# incrediable beijing traffic! crazy and awesome.



## kokpit (Jan 15, 2006)

Public transport is the only option. If every Chinese citizen would consume as much fuel as avarage American, this civilisation would collapse in just few hours.


----------



## googleabcd (Jul 22, 2006)

I don't know much about Manila, but the downtown of Beijing is just like 1,000km sq. 

Chinese big cities such as Shanghai, Guangzhou , Beijing, shenzhen, Chongqing all have world class infrastructure, it is just the drivers and pedestrians need more experience and education.


northsider1983 said:


> Metro Manila has ~2 million cars. Let's look at area though:
> Metro Manila--636 km sq
> Bejing--16, 808 km sq
> 
> That's a lot less space to fit that many cars. A lot of places are like this, not just Bejing or Manila.


----------



## KB (Feb 22, 2006)

Incredible video for sure

Nice to see the traffic flowing constantly. With so much rush, one would expect a traffic chaos. :crazy:


----------



## fuzion2k (Mar 17, 2007)

Beijing infrastructure building just can't keep up with demand, when 1000 new cars enter the road every week.

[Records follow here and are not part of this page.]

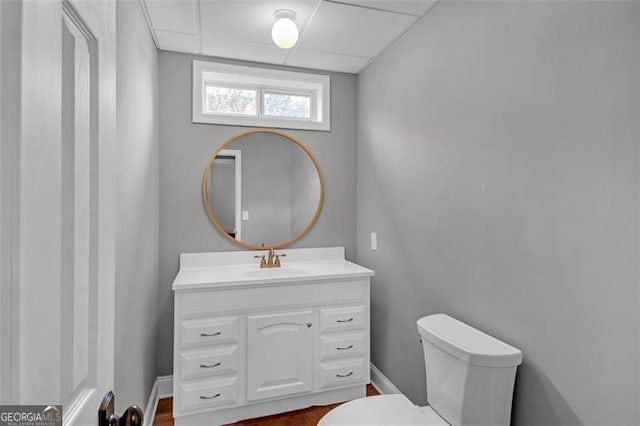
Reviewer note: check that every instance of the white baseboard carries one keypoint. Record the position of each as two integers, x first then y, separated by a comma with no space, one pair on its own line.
152,405
163,388
381,383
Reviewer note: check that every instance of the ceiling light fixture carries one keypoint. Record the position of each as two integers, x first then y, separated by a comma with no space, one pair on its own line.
284,32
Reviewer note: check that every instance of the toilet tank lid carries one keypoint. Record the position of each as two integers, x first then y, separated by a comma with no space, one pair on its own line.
467,343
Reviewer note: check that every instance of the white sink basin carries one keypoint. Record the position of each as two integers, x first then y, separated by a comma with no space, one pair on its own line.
273,272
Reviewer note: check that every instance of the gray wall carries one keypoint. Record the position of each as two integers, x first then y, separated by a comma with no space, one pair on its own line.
184,150
137,235
498,162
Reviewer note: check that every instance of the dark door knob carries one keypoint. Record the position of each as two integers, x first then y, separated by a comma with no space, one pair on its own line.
132,416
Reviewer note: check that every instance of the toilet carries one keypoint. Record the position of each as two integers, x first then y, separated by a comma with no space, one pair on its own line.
470,377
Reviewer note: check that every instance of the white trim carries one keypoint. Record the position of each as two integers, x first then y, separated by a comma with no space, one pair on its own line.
318,85
381,383
152,405
165,386
77,407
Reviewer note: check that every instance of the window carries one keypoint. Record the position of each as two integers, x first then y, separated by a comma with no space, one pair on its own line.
247,96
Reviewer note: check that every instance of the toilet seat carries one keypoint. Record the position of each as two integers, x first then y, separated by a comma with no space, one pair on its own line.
381,410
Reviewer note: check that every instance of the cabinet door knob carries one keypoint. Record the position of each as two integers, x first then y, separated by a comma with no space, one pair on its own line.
217,364
344,348
209,397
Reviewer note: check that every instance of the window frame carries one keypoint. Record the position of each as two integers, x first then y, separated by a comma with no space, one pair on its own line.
263,80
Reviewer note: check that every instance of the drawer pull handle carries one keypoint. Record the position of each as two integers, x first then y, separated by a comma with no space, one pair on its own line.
217,364
209,397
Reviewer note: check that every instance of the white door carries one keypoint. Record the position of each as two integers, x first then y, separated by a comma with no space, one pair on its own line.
57,202
280,354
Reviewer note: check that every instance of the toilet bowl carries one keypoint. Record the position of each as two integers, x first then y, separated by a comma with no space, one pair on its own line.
470,377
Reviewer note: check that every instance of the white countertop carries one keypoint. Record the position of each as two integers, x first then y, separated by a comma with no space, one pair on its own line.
210,270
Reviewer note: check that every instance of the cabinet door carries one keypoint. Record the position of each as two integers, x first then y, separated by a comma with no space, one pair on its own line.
280,351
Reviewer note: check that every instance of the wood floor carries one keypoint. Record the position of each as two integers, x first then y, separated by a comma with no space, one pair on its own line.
309,416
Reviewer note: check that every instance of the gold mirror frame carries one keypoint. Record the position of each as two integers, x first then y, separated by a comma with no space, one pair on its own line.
205,189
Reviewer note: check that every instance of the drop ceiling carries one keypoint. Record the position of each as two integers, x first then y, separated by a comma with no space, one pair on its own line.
342,36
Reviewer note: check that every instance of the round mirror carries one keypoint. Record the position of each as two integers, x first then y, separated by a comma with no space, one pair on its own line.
263,189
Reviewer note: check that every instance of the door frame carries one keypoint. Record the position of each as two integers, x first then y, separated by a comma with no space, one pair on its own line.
237,156
30,290
10,49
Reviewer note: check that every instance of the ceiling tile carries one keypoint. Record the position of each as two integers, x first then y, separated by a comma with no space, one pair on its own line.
325,61
351,30
248,20
173,15
237,49
179,42
414,7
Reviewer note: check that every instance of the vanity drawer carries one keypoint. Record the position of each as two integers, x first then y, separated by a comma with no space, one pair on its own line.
335,346
344,318
341,373
208,332
209,394
210,362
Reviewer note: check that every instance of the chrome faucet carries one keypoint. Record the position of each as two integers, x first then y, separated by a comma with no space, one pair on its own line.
270,260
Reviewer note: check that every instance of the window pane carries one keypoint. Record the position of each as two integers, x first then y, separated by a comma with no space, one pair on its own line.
287,105
228,100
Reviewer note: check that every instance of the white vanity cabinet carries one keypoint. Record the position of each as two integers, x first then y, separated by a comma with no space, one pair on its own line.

Shanghai has world class infrastructure with heaps of Bridges, better subway system(at present), tunnels, and more roads than Beijing, thats only because Beijing has only started rapidly developing since 2000 and its going to catchup to the same level very soon, in about 10 years.


----------



## Alejandro_MEX (Aug 23, 2005)

It's not that bad. I mean, the 401 in Canada is worse. This is a video of Mexico City NOT in the rush hour, a normal SATURDAY. The videos are not to make a whole thread dedicated to them.


----------



## oliver999 (Aug 4, 2006)

fuzion2k said:


> Beijing infrastructure building just can't keep up with demand, when 1000 new cars enter the road every week.
> 
> Shanghai has world class infrastructure with heaps of Bridges, better subway system(at present), tunnels, and more roads than Beijing, thats only because Beijing has only started rapidly developing since 2000 and its going to catchup to the same level very soon, in about 10 years.

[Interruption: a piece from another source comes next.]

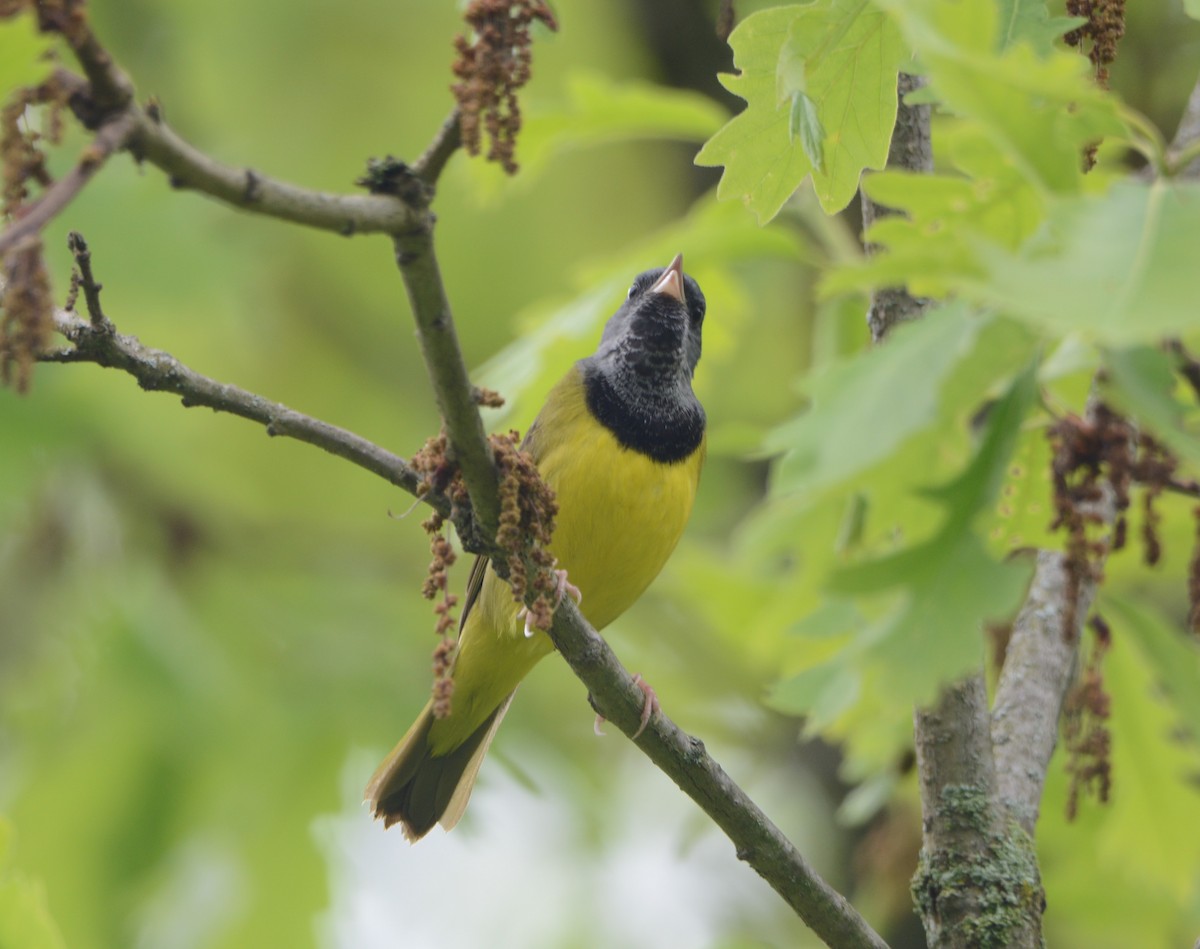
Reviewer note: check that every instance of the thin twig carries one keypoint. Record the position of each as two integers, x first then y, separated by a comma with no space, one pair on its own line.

beijing easily has the largest express way and largest amount of interchanges in china. but shanghai subway is more mordern and efficent.


----------



## googleabcd (Jul 22, 2006)

oliver999 said:


> beijing easily has the largest express way and largest amount of interchanges in china. but shanghai subway is more mordern and efficent.


The best subway and bus system in Chinese mainland is in Guangzhou


----------



## khoojyh (Aug 14, 2005)

its really awesome, but i dont wish to be happen in the city i live.....


----------